4. Para além do chapéu de chuva (impermeável a raids de tribunais e legalistas radicais) sugerido no ponto anterior, resta-nos ainda a vasta panóplia dos enquadramentos e normas internacionais a que a inércia dos responsáveis nacionais parece não ter tido folego para soprar o pó: a própria Lei de Bases da Saúde em vigor, na sua base 35, ao falar sobre Vigilância Sanitária das Fronteiras, diz que "cabe, em especial, aos organismos competentes... as medidas necessárias para prevenir a importação ou exportação das doenças..., enfrentar a ameaça de expansão das doenças transmissíveis e promover todas as operações sanitárias exigidas pela defesa da saúde da comunidade internacional". Algumas varetas suplementares poderiam ser acrescentadas a este já robusto guarda-chuva, nomeadamente as orientações constantes no Regulamento Sanitário Internacional (a que Portugal está obrigado), e não seria assim tão difícil obter da Organização Mundial de Saúde — entidade que já deu claros sinais de estar  apoquentada e embaraçada com a mais recente pandemia - um emplastro escrito que resguardasse as costas aos hesitantes responsáveis portugueses da área da Saúde. Mas, mesmo sem ter de navegar além-fronteiras, conseguir-se-ia uma confortável e caseira fundamentação em algumas das páginas do documento que, corria o ano de 2007, a Direcção-Geral da Saúde produziu e intitulou Pandemia de Gripe: plano de contingência nacional do sector da saúde, subscrito por alguns dos altos responsáveis actuais do sector e onde são apresentadas, para situações excepcionais como a que se vive actualmente, medidas que incluem o isolamento e a quarentena (página 156 e 160) e, a páginas 165, se antecipa, doze anos atrás, uma "revisão e adequação da legislação que suporta a intervenção da autoridade de saúde", apresentando como responsável pela implementação desta medida a própria Direcção-Geral da Saúde.

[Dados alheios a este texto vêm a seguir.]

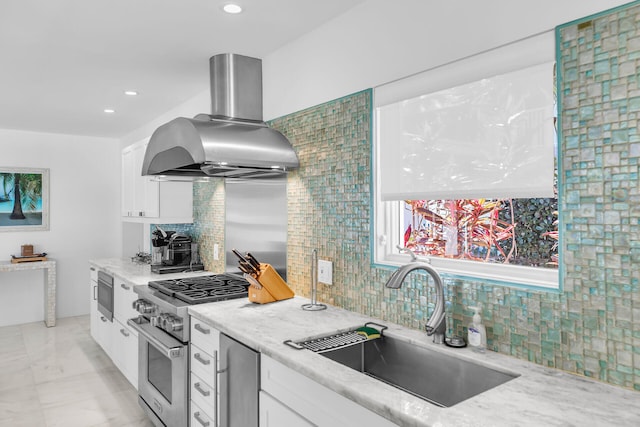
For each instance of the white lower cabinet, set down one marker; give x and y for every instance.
(126, 354)
(104, 334)
(203, 365)
(115, 337)
(274, 414)
(306, 402)
(93, 303)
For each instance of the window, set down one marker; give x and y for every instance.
(457, 218)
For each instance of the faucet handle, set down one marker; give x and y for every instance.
(413, 254)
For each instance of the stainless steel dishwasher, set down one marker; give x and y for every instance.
(239, 384)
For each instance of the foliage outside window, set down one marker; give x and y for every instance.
(514, 241)
(510, 231)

A finalizar, tal o botão que, com um bonito plof, abre automaticamente o guarda-chuva protector das investidas dos puristas, os nossos responsáveis pela Saúde poderiam ainda lançar mão do documento, tornado público em 2018 pela OMS (A checklist for pandemic influenza risk and impact management), o qual recomenda que os países devem identificar bases legais, éticas e práticas para quarentena e também os locais onde pode ser feita.
Está tudo previsto, tudo salvaguardado, parece faltar apenas uma cadeia de comando efectiva e bem oleada que, para além do que aqui se ventilou, faça o possível por evitar situações como a ocorrida no país (a do cidadão italiano em Felgueiras, com uma estadia recente na China e contacto com um caso naquele país) durante o qual um suspeito de infecção com o coronavírus: a) foi transportando a um serviço de urgência lotado de gente; b) foi examinado por um médico do trabalho na sua clínica privada, e que o referenciou a um hospital central; c) esteve mais de 4 horas à espera dentro de uma ambulância não adequada para o efeito, antes de ser conduzido ao serviço de saúde adequado, pois a entidade que deveria validar e desencadear os procedimentos (DGS) terá demorado duas horas a fazê-lo e o serviço do Ministério da Saúde (INEM) que o deveria transportar terá demorado outras duas a concretizá-lo. 
Nesta situação de Felgueiras (primeiro teste à capacidade instalada para conduzir um caso suspeito de relevo ao local apropriado) e na do repatriamento da China, os únicos que parecem ter actuado com senso e correcção foram os leigos na matéria (o industrial de sapatos de Felgueiras; o português que exige ser isolado à chegada ao seu país), numa clara inversão de papéis. Parece o mundo ao contrário.